Sarah is 25 and in a healthy, stable relationship that doesn’t look anything like her parents’ relationship — which involved a duplicitous, financially irresponsible husband who quickly turned on Sarah’s mother after they were married. “I’m afraid that I can never really truly know my boyfriend — what if he reveals another side after marriage, like my own father did?” Sarah tells me. “Even now, after being in a stable, happy relationship for years, I still have underlying fears that not all is as it seems. I think it’s more having a hypervigilant awareness of my behavior and my own assumptions.” Michael, 26, says his mother’s influence following a failed marriage has affected his behavior. “The pattern I see that’s most repeated in my relationships is not working things out when they get rough, by just giving up and telling myself, ‘I’ll be fine by myself, relationships are bullshit anyways’ — completely mimicking my mom’s ideals,” he tells me. “It’s scary when I think about what could have been if I had just not run away. I’d always had a destined-to-be-alone mind-set ever since I can remember.”

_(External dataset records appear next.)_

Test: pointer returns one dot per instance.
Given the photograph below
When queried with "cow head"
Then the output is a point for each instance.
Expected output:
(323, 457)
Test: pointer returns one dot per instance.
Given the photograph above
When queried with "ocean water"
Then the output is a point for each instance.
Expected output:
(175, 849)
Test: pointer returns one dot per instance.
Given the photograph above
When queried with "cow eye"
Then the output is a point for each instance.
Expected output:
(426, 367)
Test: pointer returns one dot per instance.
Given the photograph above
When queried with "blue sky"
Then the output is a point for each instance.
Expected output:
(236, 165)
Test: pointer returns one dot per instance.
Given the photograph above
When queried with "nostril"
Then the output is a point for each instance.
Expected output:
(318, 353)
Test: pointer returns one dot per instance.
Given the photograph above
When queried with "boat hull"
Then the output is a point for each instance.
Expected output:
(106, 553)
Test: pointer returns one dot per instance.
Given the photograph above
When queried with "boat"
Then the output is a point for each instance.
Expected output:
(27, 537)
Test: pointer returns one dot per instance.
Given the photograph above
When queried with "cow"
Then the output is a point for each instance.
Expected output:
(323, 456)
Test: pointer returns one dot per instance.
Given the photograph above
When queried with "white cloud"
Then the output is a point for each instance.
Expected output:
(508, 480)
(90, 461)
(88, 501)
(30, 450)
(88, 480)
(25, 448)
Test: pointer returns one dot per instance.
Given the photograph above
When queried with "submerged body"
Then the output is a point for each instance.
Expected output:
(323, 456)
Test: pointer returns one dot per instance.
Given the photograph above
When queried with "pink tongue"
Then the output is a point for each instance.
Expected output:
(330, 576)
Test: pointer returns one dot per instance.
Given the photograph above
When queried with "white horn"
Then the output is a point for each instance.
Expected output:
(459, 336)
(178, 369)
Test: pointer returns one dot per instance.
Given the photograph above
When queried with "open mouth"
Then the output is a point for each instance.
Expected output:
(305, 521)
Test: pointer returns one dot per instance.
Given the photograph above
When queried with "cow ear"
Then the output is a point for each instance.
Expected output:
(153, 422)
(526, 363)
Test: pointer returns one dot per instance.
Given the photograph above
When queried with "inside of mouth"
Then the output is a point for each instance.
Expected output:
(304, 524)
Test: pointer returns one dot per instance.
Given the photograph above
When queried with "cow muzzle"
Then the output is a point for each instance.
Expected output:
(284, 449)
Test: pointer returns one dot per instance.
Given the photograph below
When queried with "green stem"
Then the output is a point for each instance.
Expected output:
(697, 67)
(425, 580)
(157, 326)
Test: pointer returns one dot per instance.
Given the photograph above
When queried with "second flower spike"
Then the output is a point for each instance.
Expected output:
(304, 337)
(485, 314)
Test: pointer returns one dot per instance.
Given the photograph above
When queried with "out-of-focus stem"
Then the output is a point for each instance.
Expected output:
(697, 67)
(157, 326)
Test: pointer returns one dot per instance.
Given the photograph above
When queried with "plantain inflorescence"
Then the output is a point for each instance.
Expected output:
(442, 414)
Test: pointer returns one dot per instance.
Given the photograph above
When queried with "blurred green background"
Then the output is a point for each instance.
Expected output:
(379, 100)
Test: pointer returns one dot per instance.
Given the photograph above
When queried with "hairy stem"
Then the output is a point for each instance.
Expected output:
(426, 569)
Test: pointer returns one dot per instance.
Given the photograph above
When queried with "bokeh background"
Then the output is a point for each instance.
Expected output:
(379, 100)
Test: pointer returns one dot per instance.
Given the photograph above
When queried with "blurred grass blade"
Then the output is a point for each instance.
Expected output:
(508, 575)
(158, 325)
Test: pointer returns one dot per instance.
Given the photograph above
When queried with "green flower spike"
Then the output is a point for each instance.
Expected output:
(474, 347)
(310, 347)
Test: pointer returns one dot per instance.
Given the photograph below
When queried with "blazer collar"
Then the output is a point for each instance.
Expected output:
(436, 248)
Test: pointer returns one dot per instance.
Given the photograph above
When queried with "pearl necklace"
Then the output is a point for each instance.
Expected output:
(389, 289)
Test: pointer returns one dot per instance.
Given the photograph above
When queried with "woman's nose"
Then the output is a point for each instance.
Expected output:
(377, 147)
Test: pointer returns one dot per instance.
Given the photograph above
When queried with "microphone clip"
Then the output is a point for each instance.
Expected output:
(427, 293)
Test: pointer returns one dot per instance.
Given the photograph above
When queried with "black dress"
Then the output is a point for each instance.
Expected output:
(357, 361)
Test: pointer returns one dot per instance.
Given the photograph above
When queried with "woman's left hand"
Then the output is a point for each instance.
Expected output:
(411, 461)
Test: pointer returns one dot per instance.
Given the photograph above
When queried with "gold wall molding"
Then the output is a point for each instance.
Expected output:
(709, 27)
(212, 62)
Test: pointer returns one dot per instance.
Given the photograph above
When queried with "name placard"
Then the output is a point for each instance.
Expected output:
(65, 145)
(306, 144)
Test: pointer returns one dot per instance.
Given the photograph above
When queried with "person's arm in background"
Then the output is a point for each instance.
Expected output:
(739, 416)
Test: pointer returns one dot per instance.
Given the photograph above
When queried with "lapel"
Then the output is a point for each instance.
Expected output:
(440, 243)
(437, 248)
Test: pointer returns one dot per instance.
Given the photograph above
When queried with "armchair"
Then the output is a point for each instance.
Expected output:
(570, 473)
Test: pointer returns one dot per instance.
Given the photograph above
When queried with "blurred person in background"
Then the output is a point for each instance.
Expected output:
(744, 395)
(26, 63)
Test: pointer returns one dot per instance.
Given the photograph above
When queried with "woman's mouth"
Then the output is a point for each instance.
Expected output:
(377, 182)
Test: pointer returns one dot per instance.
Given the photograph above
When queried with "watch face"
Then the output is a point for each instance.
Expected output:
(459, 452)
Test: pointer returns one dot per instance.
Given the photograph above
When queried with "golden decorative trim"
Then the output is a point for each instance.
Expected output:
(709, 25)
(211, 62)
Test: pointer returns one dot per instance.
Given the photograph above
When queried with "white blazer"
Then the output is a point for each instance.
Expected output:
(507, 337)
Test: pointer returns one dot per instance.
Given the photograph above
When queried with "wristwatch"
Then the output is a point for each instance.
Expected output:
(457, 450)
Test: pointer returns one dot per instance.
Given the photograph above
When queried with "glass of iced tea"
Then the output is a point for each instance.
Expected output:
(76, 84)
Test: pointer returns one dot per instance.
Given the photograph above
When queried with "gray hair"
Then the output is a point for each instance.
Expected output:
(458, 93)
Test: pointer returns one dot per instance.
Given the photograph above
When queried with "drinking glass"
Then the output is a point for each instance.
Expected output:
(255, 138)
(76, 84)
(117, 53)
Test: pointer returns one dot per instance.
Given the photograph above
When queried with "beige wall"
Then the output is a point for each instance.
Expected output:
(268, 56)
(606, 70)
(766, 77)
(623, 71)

Fortunately, despite our debilitating fear of messing up our marriages or never finding decent ones in the first place, we millennials are also relentlessly optimistic. Lauren says that although her two serious relationships never came close to the cohabitation or engagement stage, she isn’t worried. “This hasn’t been a source of anxiety. I’ve watched with great joy as my best friends have gotten married, bought homes, and started families,” she says, adding that wondering when it will happen for her feels natural. Michael says that despite his long-held belief that he is destined for solitude, professional help in recent months has helped him believe that partnership is possible. And despite Sarah’s family tree running thick with divorces, she works hard to create a different path. “I think I do work hard, in general, to distinguish myself from my family and its history. I want to create my own life without the baggage of my family’s past,” she says.

As for me, I’ve long been over the idea that I’d rekindle a romance with a childhood crush like my parents did in 1970s San Francisco. But some nights, I’ll get up from the couch to get something from the kitchen and catch a glimpse of my boyfriend watching me walk out of the room in the window reflection. And for a moment, love doesn’t seem so ruined after all.